Hot water leaves the pressure vessel through the outlet nozzle, along a pipe known as a hot leg, and enters the steam generator. This is a heat exchanger, basically. In the diagram at right, you can see that the primary water passes through tubes inside the steam generator, in the process giving up most of its heat to the cooler secondary water flowing around the tubes. The secondary water, under far lower pressure, flashes quickly into steam.
An important feature is that the primary and secondary water never mix, or even touch. Primary coolant stays inside the tubes, and secondary water stays outside. This keeps any radioactive contaminants and activation in the primary water, and out of the atmosphere.
In reality, the internals of a steam generator are much more complex than this. Babcock and Wilcox, designers of TMI's reactor system, use a peculiar type of steam generator called an OTSG, or Once-Through Steam Generator. Highly efficient and reliable, the OTSG has one drawback. It holds less secondary water than other, more conservative designs. This means that should feedwater (the flow of secondary water) fail for any reason, the OTSG will boil dry very, very quickly. This made TMI's emergency feedwater systems very important.
Once the primary water has expended its heat in the steam generator, it's sent back to the reactor vessel, by way of the cold leg, for another trip. Primary coolant is constantly recirculated. Mammoth main coolant pumps, or RC pumps keep the water moving through the core. Each pump at TMI was two stories high, and delivered nine thousand horsepower. Each pump was capable of circulating 360,000 gallons of coolant, at rated pressure, per minute!
Attached to the primary coolant loop is a tall, slim tank called the pressurizer. The pressurizer is normally about half full of water, and half full of steam. A tube at the bottom connects the tank to the reactor vessel, and at the top are relief valves which open to protect the system when too much pressure builds up. By using powerful electric heaters and water sprays, the operators can, to a limited extent, control pressure within the primary system by controlling the size of the bubble. The steam bubble, the only steam ever allowed in the primary system, serves also to cushion the system against shocks, and prevents pipe ruptures from sudden pressure spikes.
The relief valves at the top of the pressurizer bear some further description, given their pivotal role in the accident. The main, large-diameter relief valve was known as a PORV, or Power Operated Relief Valve. The one used at TMI was an Electromatic Relief Valve manufactured by Dresser Industries. It's shown in orange on the diagrams.

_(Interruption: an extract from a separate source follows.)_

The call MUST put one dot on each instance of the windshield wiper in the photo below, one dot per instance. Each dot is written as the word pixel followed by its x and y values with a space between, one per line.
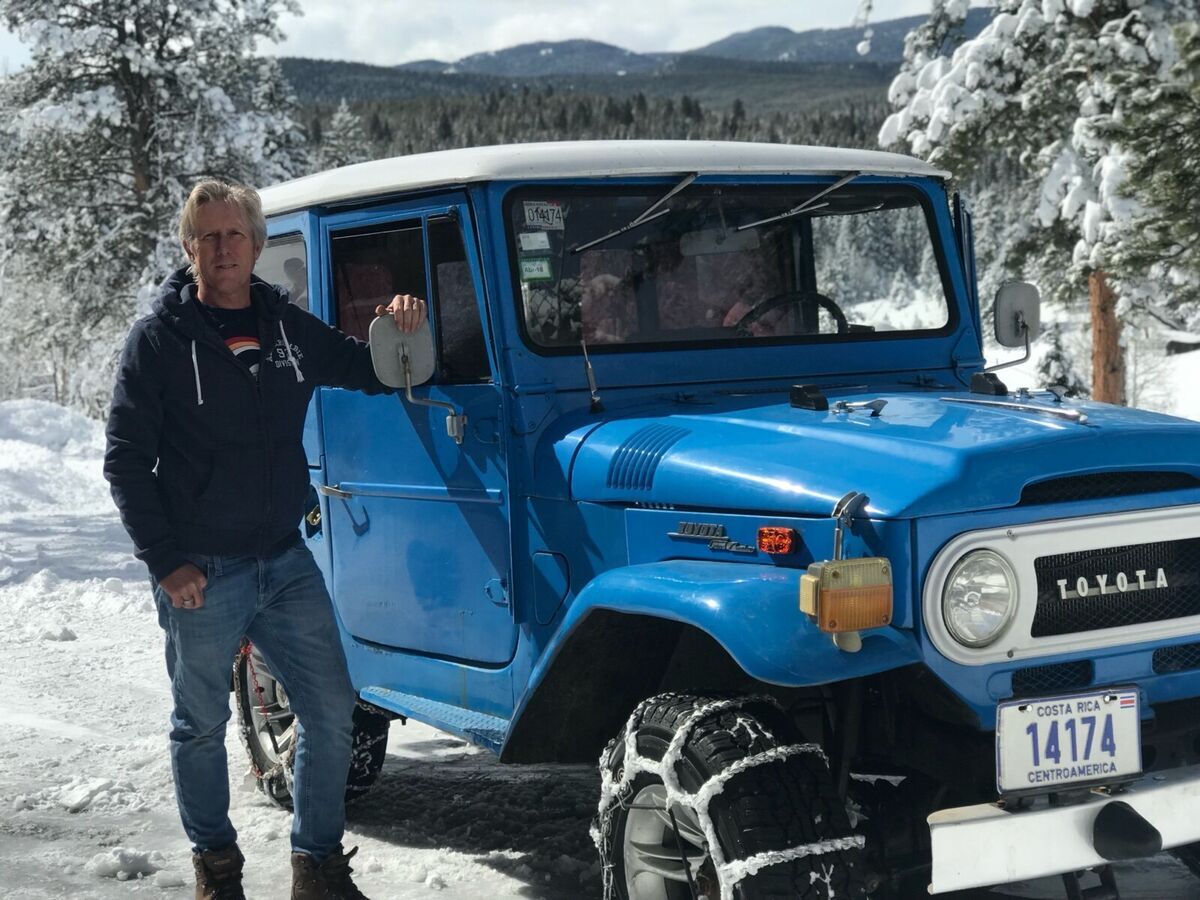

The Electromatic valve was known to be somewhat unreliable. The valve was carefully designed by Dresser to never, ever fail to open, under any conditions. Unfortunately, there were quite a few conditions that might cause it to fail to close. In fact, a lesser-known, far less disastrous loss of coolant accident occurred at Davis-Besse Nuclear Power Station some years before TMI, due to this same valve's failure to close. So, at TMI, a manually operated block valve was installed, so that in the event that the relief valve failed to close, the outlet could still be blocked, and a disastrous loss of coolant could be prevented. The block valve is shown in violet in the diagrams.
The nuclear power industry prides itself on allowing for every "credible failure" that a plant might endure. In fact, the loss of great quantities of primary coolant, through a stuck valve, pipe break, or structural failure had been, everyone thought, well predicted and allowed for.
Two emergency core cooling systems served TMI in addition to the primary loop's heat removal capacity. The HPI (High Pressure Injection) system consisted of three pumps, two electric and one steam-driven. These pumps were designed to shove water into the core by brute force in huge quantities during a loss of coolant accident.
A depressurized system could also be cooled by the LPI (Low Pressure Injection) or makeup system, which is similarly equipped. Finally, if all else were to fail, a huge tank holding nearly a million gallons of borated water could be dumped, via gravity, into the core by the core flood system.
For safety's sake, all components of the primary cooling loop are located a huge concrete structure known as the containment dome. The walls of the containment are 12 feet thick, and reinforced with high- strength steel. It is designed to withstand the direct impact of a jet airliner, and can withstand incredible pressures from within as well.